I love my sons. Have fairly neat conversations with them for the most part, and on any given day we laugh together at least a few times - either as groups of two or as a family.

Being siblings, the boys will fight. Usually over stupid things; and they both say stuff to one another (I think) to start arguments, but I also think that's a very typical family dynamic - my least favorite typical thing - but something that happens in every family.

Well, OK. My least favorite...tied with noncompliance of chores and requested tasks.

Due to Karl's Asperger's, he is more pragmatic and literal than most, even cynical television talk show hosts would be blown away by his acuity and mental devices. Thank God he is not a Republican.

As a boy he would grasp things on a different level (and to some small degree, still does), and because of his very literal way of hearing, seeing and processing information, his thoughts and comments have always been refreshing and quirky - and very honest and straightforward (to my dismay at times). Sometimes I would have to stop and think like Karl to understand what it was he wasn't getting, or that was stuck in his brain sideways.

Observations through Karl's eyes have (up until recently) been charming, odd, curious and thought-provoking.

For example:

I was walking along outside near some bushes, when out from it poured a swarm of mosquitoes. As I slapped and clapped and frantically waved to shoo them away from my head, one flew up my nose!

Shocker!

It was one of those things that makes you take notice, real fast. First thing I tried to do was just blow/huff/snort the creature out. But without a visual confirmation, you always question whether or not the bug in question actually did pop back out.

Sooooo, I hustled in to the house and called for a tissue (Karl had grabbed the box from the living room). He came out to find me with a "funny" look on my face, and he asked what was wrong.

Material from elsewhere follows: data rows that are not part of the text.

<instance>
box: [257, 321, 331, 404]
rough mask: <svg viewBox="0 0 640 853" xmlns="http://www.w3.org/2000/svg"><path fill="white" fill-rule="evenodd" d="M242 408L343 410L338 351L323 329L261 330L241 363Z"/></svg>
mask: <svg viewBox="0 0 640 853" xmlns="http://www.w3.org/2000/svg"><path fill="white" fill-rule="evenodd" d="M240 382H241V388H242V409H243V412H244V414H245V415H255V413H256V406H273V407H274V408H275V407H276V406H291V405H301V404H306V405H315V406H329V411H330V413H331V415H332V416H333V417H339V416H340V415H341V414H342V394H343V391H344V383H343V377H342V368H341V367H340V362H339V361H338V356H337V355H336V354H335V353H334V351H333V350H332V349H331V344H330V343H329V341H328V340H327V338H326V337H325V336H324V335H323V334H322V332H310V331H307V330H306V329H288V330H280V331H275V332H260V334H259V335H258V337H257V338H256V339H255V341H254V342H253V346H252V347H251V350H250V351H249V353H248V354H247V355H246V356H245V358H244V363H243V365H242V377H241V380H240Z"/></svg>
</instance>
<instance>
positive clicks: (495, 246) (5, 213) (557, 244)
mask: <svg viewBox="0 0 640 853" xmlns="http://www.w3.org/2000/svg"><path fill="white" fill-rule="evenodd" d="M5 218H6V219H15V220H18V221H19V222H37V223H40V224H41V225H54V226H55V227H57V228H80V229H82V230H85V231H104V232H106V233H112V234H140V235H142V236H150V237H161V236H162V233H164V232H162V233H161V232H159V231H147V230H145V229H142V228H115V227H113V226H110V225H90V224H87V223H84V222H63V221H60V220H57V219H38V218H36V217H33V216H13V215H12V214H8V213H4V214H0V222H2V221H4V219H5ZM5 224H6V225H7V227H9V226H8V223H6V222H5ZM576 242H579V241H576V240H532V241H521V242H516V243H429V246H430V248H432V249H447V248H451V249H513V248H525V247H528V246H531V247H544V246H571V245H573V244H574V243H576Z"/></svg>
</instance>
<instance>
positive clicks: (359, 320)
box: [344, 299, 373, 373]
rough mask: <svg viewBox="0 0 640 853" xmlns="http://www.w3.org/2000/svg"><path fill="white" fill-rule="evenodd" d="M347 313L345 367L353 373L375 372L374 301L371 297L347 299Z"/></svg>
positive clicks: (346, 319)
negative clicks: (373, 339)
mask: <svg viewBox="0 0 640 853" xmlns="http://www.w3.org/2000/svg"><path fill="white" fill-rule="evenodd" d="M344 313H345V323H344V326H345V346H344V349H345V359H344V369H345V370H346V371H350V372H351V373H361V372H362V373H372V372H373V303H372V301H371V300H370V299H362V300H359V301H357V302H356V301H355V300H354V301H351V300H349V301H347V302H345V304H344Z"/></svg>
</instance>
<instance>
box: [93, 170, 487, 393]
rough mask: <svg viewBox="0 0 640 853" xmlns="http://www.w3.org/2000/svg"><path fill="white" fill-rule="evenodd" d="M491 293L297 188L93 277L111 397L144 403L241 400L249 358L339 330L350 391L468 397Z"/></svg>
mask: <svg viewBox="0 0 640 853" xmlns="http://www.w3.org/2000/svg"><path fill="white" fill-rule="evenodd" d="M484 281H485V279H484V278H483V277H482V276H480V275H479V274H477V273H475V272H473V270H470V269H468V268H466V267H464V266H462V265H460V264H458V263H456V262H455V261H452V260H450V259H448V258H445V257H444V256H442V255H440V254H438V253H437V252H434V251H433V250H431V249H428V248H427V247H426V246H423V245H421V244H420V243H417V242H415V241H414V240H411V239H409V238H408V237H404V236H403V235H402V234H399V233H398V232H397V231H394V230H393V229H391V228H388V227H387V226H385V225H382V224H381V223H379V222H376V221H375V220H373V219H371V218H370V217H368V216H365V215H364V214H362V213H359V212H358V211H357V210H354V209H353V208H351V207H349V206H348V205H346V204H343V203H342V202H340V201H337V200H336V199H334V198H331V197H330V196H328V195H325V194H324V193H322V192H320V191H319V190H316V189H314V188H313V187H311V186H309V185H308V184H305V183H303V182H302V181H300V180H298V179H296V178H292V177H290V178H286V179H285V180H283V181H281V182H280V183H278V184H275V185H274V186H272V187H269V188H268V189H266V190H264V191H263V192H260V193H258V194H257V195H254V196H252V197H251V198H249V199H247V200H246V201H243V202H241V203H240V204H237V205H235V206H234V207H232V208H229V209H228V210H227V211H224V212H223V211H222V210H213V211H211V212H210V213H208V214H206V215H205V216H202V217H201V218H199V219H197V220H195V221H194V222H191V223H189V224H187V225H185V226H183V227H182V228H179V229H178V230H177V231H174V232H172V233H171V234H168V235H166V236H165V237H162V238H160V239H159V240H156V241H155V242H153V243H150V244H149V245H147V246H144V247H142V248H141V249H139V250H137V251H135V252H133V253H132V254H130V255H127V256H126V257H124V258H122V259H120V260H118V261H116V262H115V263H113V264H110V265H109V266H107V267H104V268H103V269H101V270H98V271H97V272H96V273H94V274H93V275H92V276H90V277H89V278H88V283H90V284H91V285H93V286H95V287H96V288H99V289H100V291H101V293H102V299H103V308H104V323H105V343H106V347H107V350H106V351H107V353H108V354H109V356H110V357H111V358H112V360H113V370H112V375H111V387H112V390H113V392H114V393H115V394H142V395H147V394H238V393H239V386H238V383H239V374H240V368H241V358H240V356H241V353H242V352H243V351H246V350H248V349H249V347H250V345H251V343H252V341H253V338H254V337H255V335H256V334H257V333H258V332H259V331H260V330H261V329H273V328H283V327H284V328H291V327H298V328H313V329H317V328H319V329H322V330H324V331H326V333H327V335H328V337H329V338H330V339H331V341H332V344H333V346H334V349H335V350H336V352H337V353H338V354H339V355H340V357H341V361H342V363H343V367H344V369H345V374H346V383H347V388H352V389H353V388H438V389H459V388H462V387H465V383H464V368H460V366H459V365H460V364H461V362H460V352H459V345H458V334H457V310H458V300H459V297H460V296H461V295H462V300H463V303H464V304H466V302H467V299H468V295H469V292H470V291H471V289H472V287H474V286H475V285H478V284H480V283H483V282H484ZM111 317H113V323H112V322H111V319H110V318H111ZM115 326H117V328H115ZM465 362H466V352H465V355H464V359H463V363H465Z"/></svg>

While I blew my nose to be certain Mr. Bloodsucker wasn't still residing up my nasal cavity, I relayed the story of the mosquito flying pall mall, kamikaze-style up my nose. To which he matter-of-factly replied: "Ya know, mom, if you were a mouth-breather instead of a nose-breather, you wouldn't have this problem."

"Yeah, but, then I would have a mosquito in my mouth."

"Uh-huh. But that one you could spit out. See?"

Huh.

And then there was time I was trimming tree limbs from a bunch of low hanging branches, and Karl observed that sawdust shouldn't be called "sawdust," because it wasn't the result of the saw disintegrating.

"Why isn't it called "treedust?"

And is "fairy dust" ground up fairy bits? Is Tinkerbell sort of twisted?